Data from Singapore’s Urban Redevelopment Authority for Q2 2010 showed that 4,033 new homes were sold - a 7.9 per cent decline from the 4,380 new homes sold in Q1 2010.

Li Kiaw Ho, Executive Director of CB Richard Ellis Research, commented: “This is expected because news of the European debt crisis triggered volatility in the global stock markets and caused the momentum of home sales to slow down from late-May onwards”

Nevertheless, these latest figures bring the total number of new homes sold in H1 2010 to 8,413 units, which is more than half (57.3 per cent) of the total take-up of 14,688 units in the whole of 2009.

Developers launched 4,180 units in Q2 2010, slightly lower than the 4,372 new homes for sale in Q1 2010. As for the take-up rate, Rest of Central Region (RCR) registered the highest number with 1,710 new homes (42.4 per cent) sold, compared with only 725 units previously. Outside Central Region (OCR) saw 1,624 units (40.3 per cent) sold in Q2 2010, slightly below the 1,728 units sold in the same region last quarter. The Core Central Region (CCR) accounted for only 699 units (17.3 per cent), very much lower than the 1,927 units sold in the same region in Q2 2010.

The projects that sold well in Q2 2010 included The Minton (372 units sold from of the 500 launched) and Tree House (all 429 units sold), both in OCR; Waterbank (615 units sold out of 616 units), Casa Aerata (all 78 units sold) and La Brisa (82 units sold out of 84) in RCR.
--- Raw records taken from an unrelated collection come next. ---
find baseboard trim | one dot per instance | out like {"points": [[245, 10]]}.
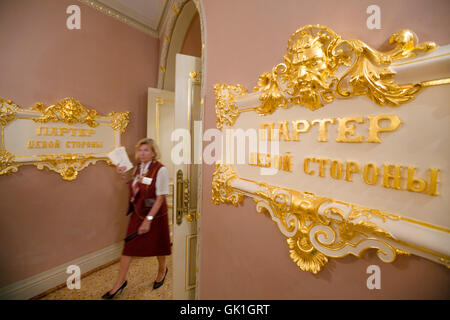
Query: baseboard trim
{"points": [[45, 282]]}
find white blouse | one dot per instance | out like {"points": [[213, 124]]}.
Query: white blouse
{"points": [[162, 179]]}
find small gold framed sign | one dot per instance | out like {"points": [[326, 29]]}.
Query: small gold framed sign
{"points": [[65, 137], [345, 149]]}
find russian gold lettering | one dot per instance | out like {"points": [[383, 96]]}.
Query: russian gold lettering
{"points": [[296, 130], [344, 130], [323, 128], [370, 174], [322, 163], [415, 184], [287, 163], [392, 180], [63, 131], [265, 134], [282, 126], [253, 159], [375, 129], [336, 169], [306, 166], [53, 132], [351, 168]]}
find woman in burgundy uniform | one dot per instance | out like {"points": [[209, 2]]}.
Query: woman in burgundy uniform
{"points": [[148, 189]]}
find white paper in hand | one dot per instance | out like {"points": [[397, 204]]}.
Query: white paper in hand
{"points": [[120, 158]]}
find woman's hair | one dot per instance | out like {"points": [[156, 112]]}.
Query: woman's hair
{"points": [[153, 146]]}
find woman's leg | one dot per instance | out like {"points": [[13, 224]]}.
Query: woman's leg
{"points": [[161, 268], [123, 270]]}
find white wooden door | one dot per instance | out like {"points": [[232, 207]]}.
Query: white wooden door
{"points": [[186, 177], [160, 124]]}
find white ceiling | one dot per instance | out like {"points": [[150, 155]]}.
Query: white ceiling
{"points": [[147, 12]]}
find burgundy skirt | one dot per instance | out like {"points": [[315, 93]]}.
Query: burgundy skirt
{"points": [[156, 242]]}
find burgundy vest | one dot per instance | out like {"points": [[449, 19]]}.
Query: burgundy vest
{"points": [[146, 196]]}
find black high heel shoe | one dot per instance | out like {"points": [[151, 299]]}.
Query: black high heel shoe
{"points": [[112, 295], [156, 285]]}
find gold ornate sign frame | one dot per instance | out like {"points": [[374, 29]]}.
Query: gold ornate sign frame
{"points": [[69, 112], [320, 67]]}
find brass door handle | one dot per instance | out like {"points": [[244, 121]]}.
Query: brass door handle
{"points": [[180, 200]]}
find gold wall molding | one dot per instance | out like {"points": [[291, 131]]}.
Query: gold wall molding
{"points": [[65, 137], [320, 67]]}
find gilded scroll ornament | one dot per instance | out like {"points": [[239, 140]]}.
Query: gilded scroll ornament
{"points": [[67, 110], [7, 162], [222, 190], [226, 109], [119, 120], [320, 67], [316, 227], [8, 110], [66, 165], [85, 146]]}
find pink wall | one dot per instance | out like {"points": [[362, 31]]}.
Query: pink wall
{"points": [[192, 44], [108, 66], [244, 255]]}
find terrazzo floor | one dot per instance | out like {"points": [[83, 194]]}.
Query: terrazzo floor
{"points": [[141, 276]]}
The momentum of sale in the resale market was equally strong, and 4,682 homes were transacted, some 5.6 per cent lower than the 4,958 resale homes sold in the previous quarter. Sub-sale activity toned down further as only 723 sub-sales were registered, down from 996 in the previous quarter.

The URA private residential price index rose by 5.3 per cent quarter-on-quarter in Q2 2010, a slight moderation from the 5.6 per cent rise in Q1 2010. This brings the total rise in the index in H1 2010 to 11.6 per cent. The landed homes price index chalked up 6.2 per cent while non-landed homes chalked up 5.0 per cent. Among the landed homes, the price index of detached houses rose by 6.8%, followed by those of semi-detached and terrace houses rose at 6.0 per cent and 5.6 per cent respectively. By location, non-landed prices in OCR showed the highest increase of 5.7 per cent while those in CCR and RCR rose by 5.4 per cent and 4.6 per cent respectively.
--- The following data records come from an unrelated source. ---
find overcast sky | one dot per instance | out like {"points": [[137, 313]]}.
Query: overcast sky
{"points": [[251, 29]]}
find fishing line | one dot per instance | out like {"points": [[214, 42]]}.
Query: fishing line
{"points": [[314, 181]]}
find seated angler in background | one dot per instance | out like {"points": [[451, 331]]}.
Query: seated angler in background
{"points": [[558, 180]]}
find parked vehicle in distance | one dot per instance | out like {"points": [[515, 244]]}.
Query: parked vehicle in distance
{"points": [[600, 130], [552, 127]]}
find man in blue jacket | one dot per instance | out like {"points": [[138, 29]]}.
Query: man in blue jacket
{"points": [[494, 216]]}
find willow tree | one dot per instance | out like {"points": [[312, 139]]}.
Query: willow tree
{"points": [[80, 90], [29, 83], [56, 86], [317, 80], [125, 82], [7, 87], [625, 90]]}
Continuing recovery in the economy facilitated the increased hiring of expatriate staff, which in turn, drove the rental market. The residential rental index rose by 5.9 per cent quarter-on-quarter, following a 4.7 per cent increase in the previous quarter. For the first six months of the year, the rental index has increased by a total of 10.9 per cent. Rents for non-landed homes in the CCR led the increase with a 6.4% q-o-q rise, followed by those in OCR and RCR which rose by 6.1 per cent and 5.1 per cent respectively. Among landed homes, rents for terrace houses showed the highest increase of 6.6 per cent quarter-on-quarter whereas the rents for semi-detached and detached houses rose by 5.6 per cent and 4.6 per cent respectively.
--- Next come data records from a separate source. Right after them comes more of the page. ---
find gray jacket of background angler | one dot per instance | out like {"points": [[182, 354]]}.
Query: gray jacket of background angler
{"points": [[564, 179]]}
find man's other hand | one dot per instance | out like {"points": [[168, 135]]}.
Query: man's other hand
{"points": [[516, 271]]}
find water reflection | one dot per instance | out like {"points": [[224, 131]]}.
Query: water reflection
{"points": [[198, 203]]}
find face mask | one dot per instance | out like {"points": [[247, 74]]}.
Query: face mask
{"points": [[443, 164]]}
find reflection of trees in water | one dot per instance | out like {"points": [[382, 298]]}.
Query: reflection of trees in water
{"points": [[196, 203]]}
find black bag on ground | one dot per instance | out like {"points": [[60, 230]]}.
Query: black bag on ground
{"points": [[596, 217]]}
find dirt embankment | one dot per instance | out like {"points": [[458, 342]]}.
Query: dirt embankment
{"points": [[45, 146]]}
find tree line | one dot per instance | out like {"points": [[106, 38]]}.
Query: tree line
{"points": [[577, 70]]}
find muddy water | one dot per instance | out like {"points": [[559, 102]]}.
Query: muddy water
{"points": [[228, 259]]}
The surprisingly strong economic growth in the second quarter will help keep market sentiment positive. However, as the government is also anticipating a slowdown in the growth momentum for the rest of the year, the residential market is likely to move at a more moderate pace. Total take-up of new homes for the whole year may still be able to reach 14,000 units and home prices to rise by a total of between 12 per cent and 15 per cent.